Let's say we have baskets of fruits. How to filter out those baskets that contains all fruits in a given basket?
In this document https://docs.djangoproject.com/en/dev/ref/models/querysets/#in 'in' method seems will return any basket which contains any of the given fruit. Is there any "set_contains" method to be used for filtering ? Such as Basket.objects.filter(fruit_set_containsAll=fruitSet) ?
Edit: I found that Q() is not working as expected. I'll post the test here:
class Basket(models.Model):
weight = models.FloatField(default=1)
class Fruitname(models.Model):
name = models.CharField(max_length=32)
class Fruit(models.Model):
ofkind = models.ForeignKey(Fruitname, on_delete=models.CASCADE)
inbasket = models.ForeignKey(Basket, on_delete=models.CASCADE)
weight = models.FloatField(default=1)
the database is set as 'apple' only in 1 basket, 'pear' in 2 baskets, and 'banana' in 3 basket:
print Basket.objects.all()
print Fruitname.objects.all()
[<Basket: id 31 has 4 fruits
1. id - 53 apple(28), weight 1.00
2. id - 54 apple(28), weight 2.00
3. id - 55 apple(28), weight 3.00
4. id - 62 banana(30), weight 10.00
>, <Basket: id 32 has 2 fruits
1. id - 56 pear(29), weight 4.00
2. id - 57 banana(30), weight 5.00
>, <Basket: id 33 has 4 fruits
1. id - 58 pear(29), weight 6.00
2. id - 59 banana(30), weight 7.00
3. id - 60 pear(29), weight 8.00
4. id - 61 pear(29), weight 9.00
>]
[<Fruitname: apple(28)>, <Fruitname: pear(29)>, <Fruitname: banana(30)>]
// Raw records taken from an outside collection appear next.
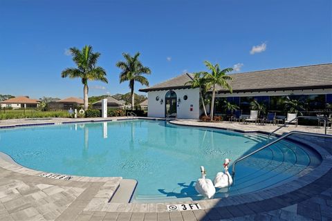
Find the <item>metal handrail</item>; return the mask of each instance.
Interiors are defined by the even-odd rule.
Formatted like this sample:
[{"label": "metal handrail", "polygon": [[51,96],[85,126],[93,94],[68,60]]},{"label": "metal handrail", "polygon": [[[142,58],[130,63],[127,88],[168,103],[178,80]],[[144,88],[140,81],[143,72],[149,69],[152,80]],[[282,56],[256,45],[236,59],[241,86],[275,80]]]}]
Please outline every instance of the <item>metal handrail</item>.
[{"label": "metal handrail", "polygon": [[130,111],[130,112],[127,112],[127,117],[129,117],[129,115],[130,115],[130,117],[131,117],[132,118],[133,118],[133,116],[137,117],[137,115],[136,115],[135,113],[132,112],[132,111]]},{"label": "metal handrail", "polygon": [[326,125],[326,119],[325,117],[318,117],[318,116],[297,116],[295,118],[290,120],[289,122],[288,122],[287,123],[285,122],[285,124],[284,124],[283,125],[280,126],[279,128],[277,128],[277,129],[275,129],[275,131],[272,131],[271,133],[270,133],[268,135],[268,140],[270,140],[270,136],[272,135],[273,133],[275,133],[275,132],[278,131],[279,130],[280,130],[281,128],[282,128],[283,127],[285,127],[286,125],[289,124],[290,123],[297,120],[297,119],[299,118],[308,118],[308,119],[322,119],[324,120],[324,126],[325,128],[325,134],[326,134],[327,133],[327,125]]},{"label": "metal handrail", "polygon": [[251,156],[252,155],[266,148],[266,147],[268,147],[275,143],[277,143],[277,142],[279,142],[279,140],[283,140],[284,138],[286,138],[286,137],[288,137],[289,135],[291,135],[292,134],[299,134],[299,135],[313,135],[313,136],[317,136],[317,137],[329,137],[329,138],[332,138],[332,136],[331,135],[324,135],[324,134],[320,134],[320,133],[308,133],[308,132],[300,132],[300,131],[292,131],[292,132],[290,132],[280,137],[279,137],[278,139],[274,140],[273,142],[265,145],[265,146],[263,146],[262,147],[257,149],[256,151],[252,151],[249,154],[247,154],[245,156],[243,156],[242,157],[240,157],[240,158],[238,158],[237,159],[234,163],[233,163],[233,166],[232,166],[232,176],[234,177],[234,176],[235,175],[235,165],[239,162],[240,161]]},{"label": "metal handrail", "polygon": [[176,119],[176,113],[171,113],[170,115],[167,115],[166,116],[166,119],[169,119],[170,117],[173,117],[173,116],[174,116],[175,119]]}]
If I try to query with 'apple' and 'banana', it gives empty set !!
print Basket.objects.filter(Q(fruit__ofkind__name__in=['apple'])&Q(fruit__ofkind__name__in=['banana'])).distinct()
[]
similarly,
print Basket.objects.filter(Q(fruit__ofkind__name__in=['banana'])&Q(fruit__ofkind__name__in=['pear'])).distinct()
[]
Here's how I use 'in' to filter, it is not what I need which is supposed to be an empty set.
print Basket.objects.filter(Q(fruit__ofkind__name__in=['apple','pear'])).distinct()
[<Basket: id 31 has 4 fruits
1. id - 53 apple(28), weight 1.00
2. id - 54 apple(28), weight 2.00
3. id - 55 apple(28), weight 3.00
4. id - 62 banana(30), weight 10.00
>, <Basket: id 32 has 2 fruits
1. id - 56 pear(29), weight 4.00
2. id - 57 banana(30), weight 5.00
>, <Basket: id 33 has 4 fruits
1. id - 58 pear(29), weight 6.00
2. id - 59 banana(30), weight 7.00
3. id - 60 pear(29), weight 8.00
4. id - 61 pear(29), weight 9.00
>]
The only way that is working properly is chaining with filter:
Basket.objects.filter(fruit__ofkind__name__in=['apple']).filter(fruit__ofkind__name__in=['banana']).distinct()
[<Basket: id 31 has 4 fruits
1. id - 53 apple(28), weight 1.00
2. id - 54 apple(28), weight 2.00
3. id - 55 apple(28), weight 3.00
4. id - 62 banana(30), weight 10.00
>]
These code is tested with Django 1.9.4 Any explaining? I would undo the accepted answer for the moment.